Media & entertainment firms take hit amid slowing advertising spend

Across print, TV, radio and digital platforms, companies are reporting either a decline in growth rates or a straight out fall
The bad news keeps piling up. 

HT Media’s flagship print division, which owns Dainik Jagran, Mid-Day and owns brands in print, digital and radio, total ad revenues fell by 3.2 per cent.  

On the broadcasting side, things look better, but only just. In the first quarter of FY 2019, ad growth at Zee Entertainment Enterprises grew by over 22 per cent over the previous quarter. This year it plummeted to 3.2 per cent in the first quarter of FY 2019-20.  

These are just some of the listed players. On the unlisted side, one of India’s largest media firms, Star India, shut its fourth quarter in June 2019 with a Rs 425 crore loss. (Its financial year is July-June). Across print, TV, radio and digital platforms, companies are reporting either a decline in growth rates or a straight out fall. There are several reasons for this but in earning call after earning call, the most common one is ‘softening advertising growth.’ 

Why is advertising falling?

The reasons are evident. As the economy enters a full-blown slowdown and consumption falls across sectors, the first big casualty is media. Advertising dominates India’s Rs 1,674,00 crore media and entertainment industry, having garnered over half of the revenues in 2018. There is a direct correlation between gross domestic product growth and advertising – as the former slows down, the latter falls. From 13 per cent in 2018, ad growth this year should be in “high single digits”, says Punit Goenka, managing director and CEO, Zee. Most analysts agree. They peg it at 8-9 per cent, at best. 

“If the second quarter is black (without a decline) then it will be a big thing,” says Girish Agarwal, director, DB Corporation. Two years ago, while newsprint prices were high and the economic indicators had just started flashing red, DB started cutting costs by pruning staff. As a result, says Agarwal, “We have been able to deliver on EBITDA (earnings before interest, taxes, depreciation and amortisation) though we are struggling with top line.”  

But it seems all is not lost. Rohit Dokania, Senior Vice-President, research, IDFC Securities, points out that the slowdown has to be seen from a “bucket perspective.” He reckons that just over half of the Rs 30,500 crore in advertising that the broadcasters made in 2018 came from fast moving consumer goods firms. These are companies such as Unilever or Nestle, which are still growing. “The TV structure is more about brand building. You want to launch a new brand you go on TV, you want footfalls in a dealership, you go on print,” says Dokania. 

Given that, TV ad growth shouldn’t have slowed down, but for the New Tariff Order implemented in February this year. This caused a huge drop in reach and, therefore, advertising, even as subscription revenues went up. 

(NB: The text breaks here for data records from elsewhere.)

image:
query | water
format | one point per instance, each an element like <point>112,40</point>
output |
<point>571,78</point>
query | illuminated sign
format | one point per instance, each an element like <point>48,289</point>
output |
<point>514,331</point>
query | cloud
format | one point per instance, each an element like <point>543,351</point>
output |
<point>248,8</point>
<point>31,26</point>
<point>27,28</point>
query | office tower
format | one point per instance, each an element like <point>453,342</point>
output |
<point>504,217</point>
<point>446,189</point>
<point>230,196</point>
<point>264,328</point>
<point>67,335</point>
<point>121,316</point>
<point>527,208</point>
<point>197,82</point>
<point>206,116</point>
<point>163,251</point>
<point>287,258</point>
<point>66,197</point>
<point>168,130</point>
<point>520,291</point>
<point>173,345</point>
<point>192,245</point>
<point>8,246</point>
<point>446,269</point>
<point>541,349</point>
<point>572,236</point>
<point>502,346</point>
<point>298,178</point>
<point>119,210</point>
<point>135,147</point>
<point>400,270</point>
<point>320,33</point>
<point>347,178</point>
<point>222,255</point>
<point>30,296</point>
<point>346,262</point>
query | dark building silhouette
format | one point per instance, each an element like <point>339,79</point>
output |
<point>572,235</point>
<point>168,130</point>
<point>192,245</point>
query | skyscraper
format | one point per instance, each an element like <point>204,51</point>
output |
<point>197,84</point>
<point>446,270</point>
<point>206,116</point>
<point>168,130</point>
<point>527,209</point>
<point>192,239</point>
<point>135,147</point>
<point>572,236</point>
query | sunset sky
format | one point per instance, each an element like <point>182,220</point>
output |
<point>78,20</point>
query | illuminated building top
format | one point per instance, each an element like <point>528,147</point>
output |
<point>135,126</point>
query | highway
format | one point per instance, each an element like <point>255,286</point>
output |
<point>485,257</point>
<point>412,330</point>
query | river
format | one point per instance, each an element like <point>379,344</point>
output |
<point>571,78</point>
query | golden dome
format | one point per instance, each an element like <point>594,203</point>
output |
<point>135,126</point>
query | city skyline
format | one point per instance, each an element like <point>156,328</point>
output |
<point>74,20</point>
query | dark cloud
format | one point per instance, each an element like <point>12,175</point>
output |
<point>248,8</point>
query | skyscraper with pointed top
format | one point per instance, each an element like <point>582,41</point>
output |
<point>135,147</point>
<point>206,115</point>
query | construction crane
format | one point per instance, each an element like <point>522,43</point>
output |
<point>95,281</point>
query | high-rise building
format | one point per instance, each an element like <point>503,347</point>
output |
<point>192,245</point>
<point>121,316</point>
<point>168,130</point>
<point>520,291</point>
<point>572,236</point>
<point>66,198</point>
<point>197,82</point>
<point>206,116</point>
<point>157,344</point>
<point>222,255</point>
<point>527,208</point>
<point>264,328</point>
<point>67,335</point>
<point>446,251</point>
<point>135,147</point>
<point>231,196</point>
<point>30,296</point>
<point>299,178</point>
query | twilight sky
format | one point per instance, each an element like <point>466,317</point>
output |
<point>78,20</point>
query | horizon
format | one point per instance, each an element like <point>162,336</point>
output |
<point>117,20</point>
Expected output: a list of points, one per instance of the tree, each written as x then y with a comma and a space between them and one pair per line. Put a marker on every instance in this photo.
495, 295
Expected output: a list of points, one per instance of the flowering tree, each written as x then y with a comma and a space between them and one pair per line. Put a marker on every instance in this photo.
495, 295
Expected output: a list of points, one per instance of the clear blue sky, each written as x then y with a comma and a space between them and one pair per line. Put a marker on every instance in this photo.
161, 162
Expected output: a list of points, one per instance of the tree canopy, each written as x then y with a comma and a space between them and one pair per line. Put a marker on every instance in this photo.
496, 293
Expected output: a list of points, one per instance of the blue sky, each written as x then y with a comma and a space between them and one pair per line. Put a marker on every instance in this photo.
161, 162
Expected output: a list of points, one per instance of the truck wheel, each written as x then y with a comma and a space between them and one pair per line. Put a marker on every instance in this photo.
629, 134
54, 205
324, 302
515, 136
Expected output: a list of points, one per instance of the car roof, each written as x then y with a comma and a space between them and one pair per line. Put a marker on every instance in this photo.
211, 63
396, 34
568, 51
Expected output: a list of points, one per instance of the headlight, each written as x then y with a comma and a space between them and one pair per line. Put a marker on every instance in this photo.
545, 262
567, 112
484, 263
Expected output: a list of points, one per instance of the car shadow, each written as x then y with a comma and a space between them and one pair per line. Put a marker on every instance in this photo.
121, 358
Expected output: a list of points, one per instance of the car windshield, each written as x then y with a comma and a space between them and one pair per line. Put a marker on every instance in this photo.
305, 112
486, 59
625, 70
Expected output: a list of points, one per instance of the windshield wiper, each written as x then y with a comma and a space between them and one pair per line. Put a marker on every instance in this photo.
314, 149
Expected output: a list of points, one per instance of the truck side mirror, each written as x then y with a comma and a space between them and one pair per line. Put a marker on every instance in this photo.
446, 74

The print industry is very ad-dependent, getting more than 71 per cent (or Rs 21,720 crore) of the Rs 30,550 crore it made last year from advertising. Automobiles, education, government spending bring in more than 40 per cent of all print advertising, says Agarwal. Over the last nine months, automobile sales have been dropping, going down by a whopping 31 per cent in July and leading to “the biggest dent in advertising,” says Agarwal. Real estate has also taken a hit.  

“If I remove political (election-related) advertising, then government spending has declined by 50 per cent,” says Agarwal. As for banking and financial services, the other big print advertisers, “the NBFC crisis has made everyone cautious. The upside for print is that, unlike TV, it has a diversified advertiser base,” says Dokania. 

Agarwal reckons that given the extent of the slowdown, print is actually in good shape compared to other sectors of the economy. “Tell me which industry is still doing 25 per cent EBITDA?” he asks.

But that is where the positive news ends. Much of the hope for recovery is attached to the festival season, which includes Eid, Onam, Diwali and Dusshera, spread over quarters three and four. “Going by the current trends, the festival season may not be as good as expected,” says K Satyanarayana, Senior Vice-President, R.K Swamy Media Group. Festival ad budgets are usually finalised by July/August. That hasn’t happened this time. “If clients are tentative and haven’t finalised budgets for Diwali yet, it means trouble (for media firms),” says Satyanarayana.